Lindsay: We founded Vega Factor to truly unlock human potential at scale. How do you create the world’s most adaptive organizations through culture? We work with clients, and build the education and technology, to help companies build the systems of a high performing culture. You don’t want the pizza party or the posters on the wall. You want to make sure that all of the systems in your company—how your organization is designed, your jobs are designed, your performance reviews are conducted—are all increasing play, purpose and potential and decreasing emotional pressure, economic pressure and inertia. And when we measured those motives we found that whether you’re working with a trader at a hedge fund or a retail store associate at a coffee shop, you get higher performance when you design the organization’s systems to increase total motivation.
RJ: Do you work across industries and take a customized approach based on each industry and the types of people that work in that industry?

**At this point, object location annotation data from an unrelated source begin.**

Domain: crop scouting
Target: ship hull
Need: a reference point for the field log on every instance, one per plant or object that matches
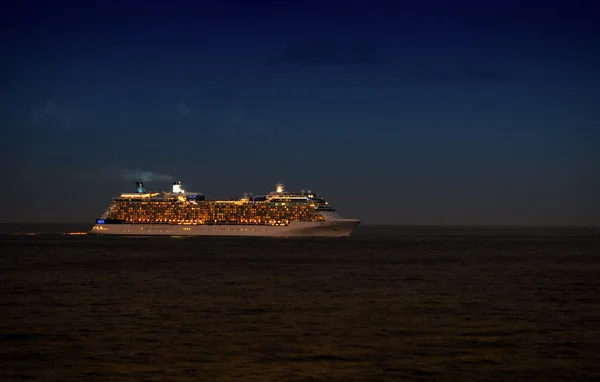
(333, 228)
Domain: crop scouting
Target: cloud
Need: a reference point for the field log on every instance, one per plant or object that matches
(322, 51)
(183, 110)
(145, 176)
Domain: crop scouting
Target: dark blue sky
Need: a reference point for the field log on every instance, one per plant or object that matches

Lindsay: The science behind this is fundamentally human. You can put somebody in an MRI machine and motivate them according to play or purpose or potential and the learning circuits in their brain are activated, whereas if you motivate them through negative motives, the flight or fight responses are activated. This research fundamentally drives us as human beings, in our work lives, in our marriages and in our hobbies. How this research applies can and should be customized by industry and company, but the foundations are universally true.
RJ: Lindsay, these are great insights, we really appreciate you taking the time. Thank you.